Ladrões de bicicletas
Andei à procura do “estado da arte” da mobilidade ciclável. O motivo dessa resolução foi a apresentação pública do estudo prévio de requalificação da Avenida D. João IV, e o que encontrei gerou em mim um sentimento agridoce. Uma doce esperança vinda da Europa que foi amargando com a aproximação da lente à realidade local.
Da Europa chegam excelentes novidades. A mais recente é a Comunicação da Comissão com uma proposta de Declaração Europeia para a Prática da Bicicleta. Ao reconhecer os abrangentes benefícios do uso da bicicleta e o seu enorme potencial sustentável, inclusivo, acessível e saudável, a Declaração estabelece um conjunto de princípios e compromissos que pretendem elevar a mobilidade ciclável a prioridade estratégica na política europeia de mobilidade. Esta proposta da Comissão surge de uma posição largamente maioritária do Parlamento Europeu de Fevereiro deste ano, altura em que também foi sugerido que 2024 fosse o Ano Europeu da Bicicleta.

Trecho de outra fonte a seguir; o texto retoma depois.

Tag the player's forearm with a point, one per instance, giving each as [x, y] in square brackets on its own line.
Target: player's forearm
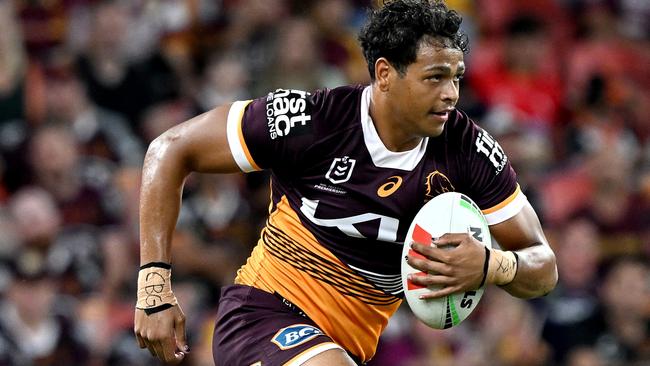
[536, 273]
[163, 175]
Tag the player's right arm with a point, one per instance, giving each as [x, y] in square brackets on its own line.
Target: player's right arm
[197, 145]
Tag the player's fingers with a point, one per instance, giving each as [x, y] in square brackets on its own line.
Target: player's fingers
[430, 266]
[158, 349]
[431, 252]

Focando a lente no panorama nacional podemos verificar que Portugal possui uma Estratégia Nacional para a Mobilidade Ativa Ciclável 2020-2030 (ENMAC-2030) com metas e medidas ambiciosas, mas com execução e resultados muito aquém do que foi planeado. Como ficou bem patente nos Censos de 2021, o registo da quota modal de viagens em bicicleta está muito longe das metas estabelecidas para 2025, que são de 3% em território nacional e de 4% nas cidades. Apesar da ENMAC-2030, Portugal tem dos piores desempenhos entre os estados membros da União Europeia em termos de investimento central por habitante em mobilidade ciclável, e foi dos poucos que não dedicou verba específica no PRR para as infraestruturas cicláveis (ao contrário das rodoviárias).

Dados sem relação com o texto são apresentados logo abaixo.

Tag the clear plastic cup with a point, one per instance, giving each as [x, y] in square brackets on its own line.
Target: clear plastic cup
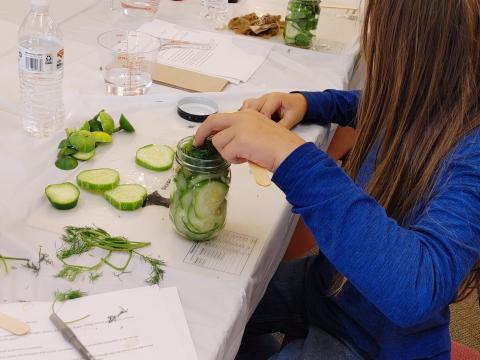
[140, 7]
[128, 58]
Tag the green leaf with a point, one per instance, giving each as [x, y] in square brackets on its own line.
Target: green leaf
[125, 124]
[64, 143]
[66, 163]
[83, 141]
[66, 151]
[95, 125]
[102, 137]
[85, 126]
[69, 295]
[107, 122]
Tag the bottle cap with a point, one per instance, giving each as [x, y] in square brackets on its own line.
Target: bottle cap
[39, 3]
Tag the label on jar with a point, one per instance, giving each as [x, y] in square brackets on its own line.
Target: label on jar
[40, 62]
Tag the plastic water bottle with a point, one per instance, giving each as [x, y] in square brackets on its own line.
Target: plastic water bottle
[215, 11]
[40, 63]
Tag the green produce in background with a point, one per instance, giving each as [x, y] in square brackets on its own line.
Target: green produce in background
[301, 22]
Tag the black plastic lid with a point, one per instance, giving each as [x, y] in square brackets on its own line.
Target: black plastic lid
[196, 109]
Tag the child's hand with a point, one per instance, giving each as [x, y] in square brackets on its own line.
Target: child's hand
[249, 135]
[288, 108]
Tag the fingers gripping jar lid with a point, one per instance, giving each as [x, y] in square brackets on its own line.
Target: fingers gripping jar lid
[196, 109]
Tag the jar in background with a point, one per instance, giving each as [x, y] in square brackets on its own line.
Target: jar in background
[198, 200]
[301, 22]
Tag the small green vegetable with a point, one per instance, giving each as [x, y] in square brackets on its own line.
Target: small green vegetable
[153, 157]
[125, 124]
[95, 125]
[62, 196]
[66, 151]
[102, 137]
[98, 179]
[69, 295]
[66, 163]
[206, 152]
[64, 143]
[127, 197]
[83, 141]
[107, 122]
[84, 156]
[70, 131]
[85, 126]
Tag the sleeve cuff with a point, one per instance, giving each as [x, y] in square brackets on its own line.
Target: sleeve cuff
[291, 169]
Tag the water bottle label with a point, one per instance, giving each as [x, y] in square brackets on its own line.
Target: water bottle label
[41, 62]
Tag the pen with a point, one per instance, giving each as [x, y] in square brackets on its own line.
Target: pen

Olhando agora para o território de Guimarães, temos o Plano de Mobilidade Urbana Sustentável (PMUS) como referência estratégica para a “cidade ciclável”, mas também este se tem revelado como pouco mais que um adereço e ineficaz para o cumprimento das metas. Apesar de lá estar programada uma rede ciclável, o investimento em infraestruturas tem sido fragmentado, desvirtuado e muitas das vezes inútil. Já foram gastos mais de 5 milhões de euros sem qualquer incremento substancial em termos de facilidades e segurança para quem quer usar a bicicleta como forma diária de se deslocar. Note-se que a ENMAC-2030 tem como meta que em contexto citadino 1 em cada 25 deslocações diárias para a escola ou trabalho seja feita em bicicleta, mas que em Guimarães o rácio atual é de 1 em cada 455 deslocações.
O PMUS anuncia um planeamento de mobilidade de 3ª geração, assente no peão e no ciclista, mas ainda assim, a proposta de requalificação da Avenida D. João IV não lhes dá qualquer primazia, colocando-os até em conflito pela partilha de espaço. A premissa basilar para o desenho da proposta foi “não retirar estacionamento”!

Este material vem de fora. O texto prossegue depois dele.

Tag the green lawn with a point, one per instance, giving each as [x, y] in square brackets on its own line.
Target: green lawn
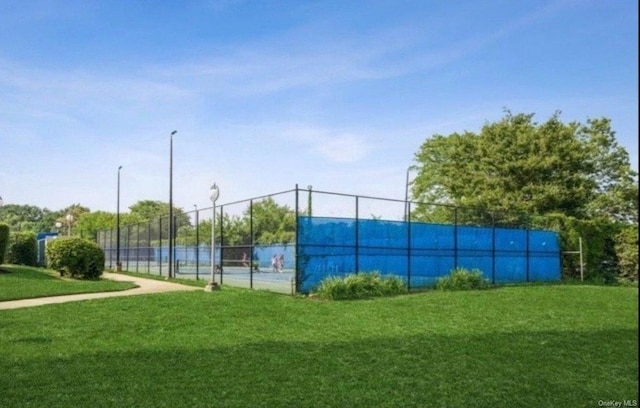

Esta discrepância, entre a estratégia anunciada e a execução prática das políticas públicas de mobilidade ciclável, que ocorre aos vários níveis de governação e em praticamente todo o território nacional, é uma óbvia hipocrisia, que de tão recorrente se vai impondo, perigosamente, como admissível e até natural.
No meu entender, esta prática constitui um autêntico roubo! Um roubo de tempo, de sonhos e de oportunidades.
No belo e dramático clássico do cinema mundial “Ladrões de Bicicletas”, a esperança de António é frustrada por uma quadrilha de ladrões que lhe rouba a bicicleta. Inspirado no filme, este texto sou eu a gritar “al ladro, al ladro!”, num alerta e pedido de ajuda para impedir o roubo.